1. Hello,
I want to make myself a small linear alternator (generator) with NdFeB magnet (cilinder with dimentions: diameter - 10mm and 10mm height; and attachment power 4kg) and suitable coil. What power I can get from this and what coil will be best to use?
If this information is not enough for that kind of calculation - what else is needed?

2.

3. Originally Posted by Coldy
Hello,
I want to make myself a small linear alternator (generator) with NdFeB magnet (cilinder with dimentions: diameter - 10mm and 10mm height; and attachment power 4kg) and suitable coil. What power I can get from this and what coil will be best to use?
If this information is not enough for that kind of calculation - what else is needed?

Since the power doesn't come from the magnets, you have to let us know where the power is going to come from. I am not familiar with the term "attachment power," nor why it would have the units of mass (unless you are doing a mass to energy conversion with nuclear processes, which doesn't seem likely). Could you be a bit more specific about what is going to drive this thing?

ETA: By "attachment power" do you mean that the magnet can hold onto a 4kg mass against the force of gravity?

4. Originally Posted by Coldy
If this information is not enough for that kind of calculation - what else is needed?
You'll be using Faraday's and Maxwell's laws. You will need to know B-field, rate of change of that field (related to speed you move the magnet) the area of the receive coil and the number of turns. That will give you voltage. Power is a lot more complicated since receiver parasitics come into play.

5. Originally Posted by Coldy
Hello,
I want to make myself a small linear alternator (generator) with NdFeB magnet (cilinder with dimentions: diameter - 10mm and 10mm height; and attachment power 4kg) and suitable coil. What power I can get from this and what coil will be best to use?
If this information is not enough for that kind of calculation - what else is needed?

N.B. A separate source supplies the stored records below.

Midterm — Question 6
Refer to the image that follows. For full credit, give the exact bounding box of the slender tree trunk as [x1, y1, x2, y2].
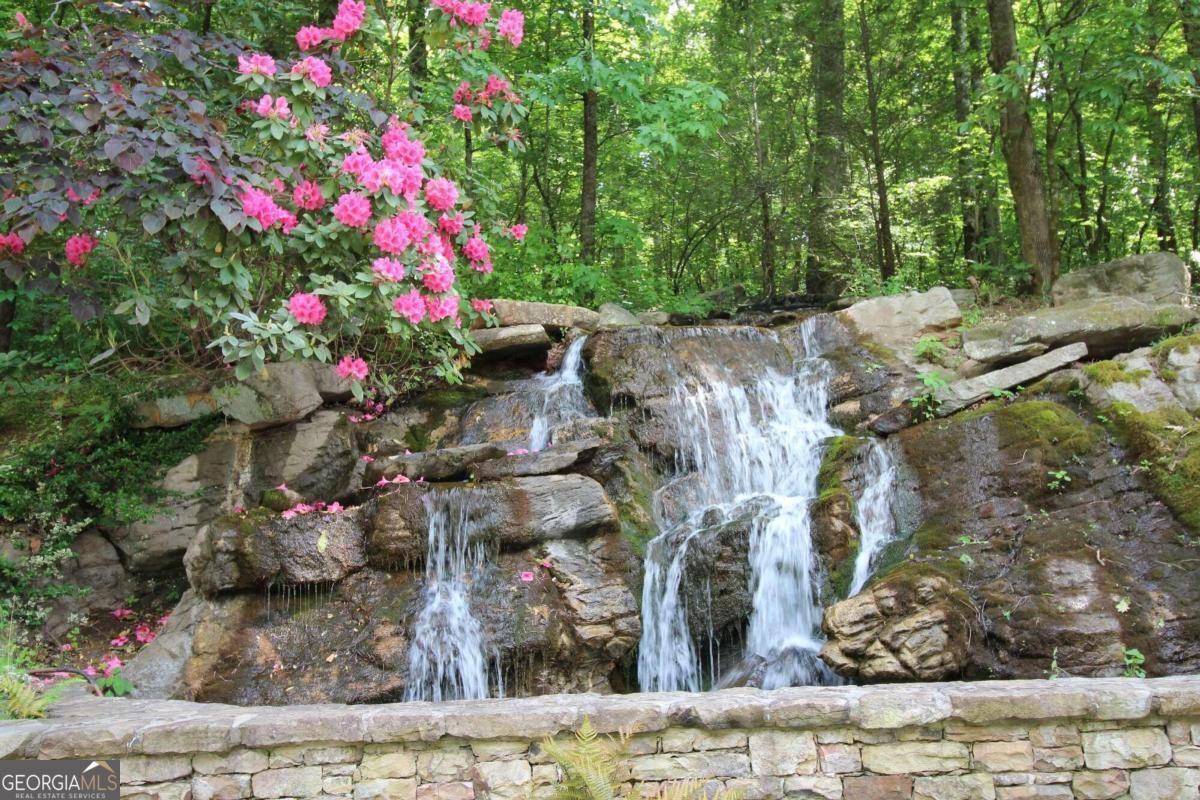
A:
[805, 0, 846, 300]
[950, 0, 984, 263]
[1146, 75, 1178, 253]
[858, 0, 896, 281]
[1180, 0, 1200, 249]
[0, 270, 17, 353]
[988, 0, 1060, 294]
[746, 23, 775, 302]
[408, 0, 430, 100]
[580, 0, 600, 264]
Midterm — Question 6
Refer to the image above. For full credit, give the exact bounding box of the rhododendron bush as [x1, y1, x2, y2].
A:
[0, 0, 524, 396]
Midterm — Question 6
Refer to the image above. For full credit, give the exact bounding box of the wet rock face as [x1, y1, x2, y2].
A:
[823, 397, 1200, 681]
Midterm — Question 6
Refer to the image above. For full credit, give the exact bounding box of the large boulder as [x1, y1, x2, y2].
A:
[962, 296, 1196, 363]
[824, 395, 1200, 680]
[108, 409, 359, 573]
[836, 287, 962, 367]
[492, 300, 600, 331]
[367, 474, 617, 569]
[1051, 253, 1192, 306]
[184, 509, 367, 596]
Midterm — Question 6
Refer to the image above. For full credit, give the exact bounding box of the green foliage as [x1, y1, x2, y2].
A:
[0, 377, 217, 624]
[96, 668, 133, 697]
[541, 717, 742, 800]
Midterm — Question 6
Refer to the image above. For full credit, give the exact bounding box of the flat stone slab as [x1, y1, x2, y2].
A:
[472, 324, 551, 354]
[0, 676, 1200, 758]
[492, 300, 600, 331]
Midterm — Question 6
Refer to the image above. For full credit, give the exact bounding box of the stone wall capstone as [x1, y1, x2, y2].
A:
[0, 676, 1200, 800]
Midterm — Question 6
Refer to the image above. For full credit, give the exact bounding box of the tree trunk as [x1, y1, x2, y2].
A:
[580, 0, 600, 264]
[950, 0, 984, 263]
[408, 0, 430, 100]
[858, 0, 896, 281]
[805, 0, 846, 300]
[0, 270, 17, 353]
[1180, 0, 1200, 249]
[988, 0, 1060, 294]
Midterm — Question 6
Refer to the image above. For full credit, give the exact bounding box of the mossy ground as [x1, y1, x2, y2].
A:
[995, 399, 1102, 467]
[1084, 361, 1151, 386]
[1102, 403, 1200, 533]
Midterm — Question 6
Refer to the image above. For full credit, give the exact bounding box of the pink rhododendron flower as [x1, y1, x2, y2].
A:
[0, 234, 25, 255]
[425, 295, 458, 323]
[254, 95, 292, 120]
[391, 289, 425, 325]
[288, 291, 326, 325]
[438, 213, 464, 236]
[371, 258, 404, 283]
[334, 0, 367, 40]
[292, 55, 334, 89]
[458, 2, 492, 28]
[425, 178, 458, 211]
[65, 234, 98, 266]
[337, 355, 370, 380]
[371, 217, 412, 255]
[421, 269, 455, 293]
[238, 53, 275, 76]
[334, 192, 371, 228]
[241, 186, 284, 230]
[292, 181, 325, 211]
[496, 8, 524, 47]
[296, 25, 329, 50]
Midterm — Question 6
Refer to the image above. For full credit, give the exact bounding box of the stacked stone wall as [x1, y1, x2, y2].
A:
[0, 678, 1200, 800]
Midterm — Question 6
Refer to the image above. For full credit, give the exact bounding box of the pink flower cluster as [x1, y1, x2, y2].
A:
[65, 234, 100, 266]
[292, 55, 334, 89]
[337, 355, 371, 380]
[288, 291, 328, 325]
[296, 0, 367, 50]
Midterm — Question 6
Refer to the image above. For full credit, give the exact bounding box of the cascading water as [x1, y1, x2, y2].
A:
[404, 489, 487, 702]
[529, 336, 593, 452]
[638, 325, 839, 691]
[847, 439, 896, 596]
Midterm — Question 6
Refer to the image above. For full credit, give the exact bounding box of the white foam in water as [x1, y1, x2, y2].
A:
[847, 439, 896, 596]
[404, 489, 487, 702]
[529, 336, 593, 452]
[638, 326, 839, 691]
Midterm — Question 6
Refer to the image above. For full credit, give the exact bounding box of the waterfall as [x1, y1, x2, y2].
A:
[529, 336, 592, 452]
[846, 439, 896, 597]
[404, 489, 487, 702]
[638, 325, 839, 691]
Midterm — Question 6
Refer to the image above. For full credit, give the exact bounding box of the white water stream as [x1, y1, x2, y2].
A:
[638, 324, 893, 691]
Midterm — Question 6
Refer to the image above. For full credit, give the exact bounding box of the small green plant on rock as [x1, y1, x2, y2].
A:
[1123, 648, 1146, 678]
[1046, 469, 1070, 492]
[541, 717, 742, 800]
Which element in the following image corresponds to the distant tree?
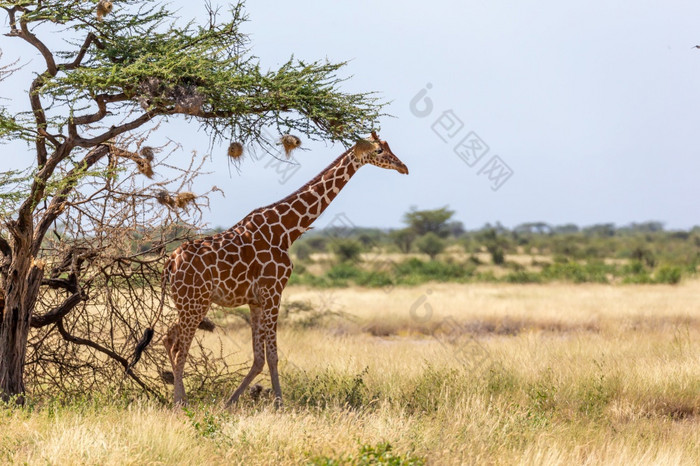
[416,231,445,260]
[583,223,615,237]
[331,238,362,262]
[447,220,466,238]
[477,228,508,265]
[389,228,416,254]
[403,206,454,238]
[552,223,581,234]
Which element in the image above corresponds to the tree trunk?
[0,235,43,404]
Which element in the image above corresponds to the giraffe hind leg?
[226,305,265,408]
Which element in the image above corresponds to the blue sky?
[0,0,700,228]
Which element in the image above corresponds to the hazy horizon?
[0,0,700,229]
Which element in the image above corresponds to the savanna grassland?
[0,279,700,465]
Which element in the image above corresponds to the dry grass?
[0,282,700,465]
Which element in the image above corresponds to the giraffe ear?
[355,139,374,155]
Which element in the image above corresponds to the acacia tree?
[0,0,381,401]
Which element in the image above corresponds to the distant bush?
[331,239,362,262]
[416,232,446,260]
[654,265,681,285]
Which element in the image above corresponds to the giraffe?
[144,132,408,407]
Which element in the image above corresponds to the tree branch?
[19,13,58,76]
[32,146,109,255]
[58,32,102,70]
[69,92,129,127]
[29,293,83,328]
[56,319,167,403]
[74,112,157,147]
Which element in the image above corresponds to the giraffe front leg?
[265,330,282,408]
[226,305,265,408]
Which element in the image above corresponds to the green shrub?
[331,239,362,262]
[416,232,446,260]
[654,265,681,285]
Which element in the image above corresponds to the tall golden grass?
[0,281,700,465]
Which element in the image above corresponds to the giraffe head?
[353,131,408,175]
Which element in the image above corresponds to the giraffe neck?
[271,149,361,247]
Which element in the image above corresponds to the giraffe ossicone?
[138,132,408,406]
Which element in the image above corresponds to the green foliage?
[403,206,455,238]
[284,368,374,409]
[389,228,416,254]
[416,232,446,260]
[331,238,362,262]
[654,265,682,285]
[309,442,426,466]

Good questions already from m'learned friends. But I think it would also be good if you ca explain what form of linear motion you intend to use, to generate the power. Will this be a regenerative brake on a rail vehicle, or something? But if so, where does this permanent magnet fit into it? Or do you intend to harness some kind of reciprocating motion, and if so, what?

6. Originally Posted by tk421
Originally Posted by Coldy
Hello,
I want to make myself a small linear alternator (generator) with NdFeB magnet (cilinder with dimentions: diameter - 10mm and 10mm height; and attachment power 4kg) and suitable coil. What power I can get from this and what coil will be best to use?
If this information is not enough for that kind of calculation - what else is needed?

Since the power doesn't come from the magnets, you have to let us know where the power is going to come from. I am not familiar with the term "attachment power," nor why it would have the units of mass (unless you are doing a mass to energy conversion with nuclear processes, which doesn't seem likely). Could you be a bit more specific about what is going to drive this thing?
Ooh er, "magnet" alert. Let's hope this is not perpetual motion………….

7. Originally Posted by tk421
Originally Posted by Coldy
Hello,
I want to make myself a small linear alternator (generator) with NdFeB magnet (cilinder with dimentions: diameter - 10mm and 10mm height; and attachment power 4kg) and suitable coil. What power I can get from this and what coil will be best to use?
If this information is not enough for that kind of calculation - what else is needed?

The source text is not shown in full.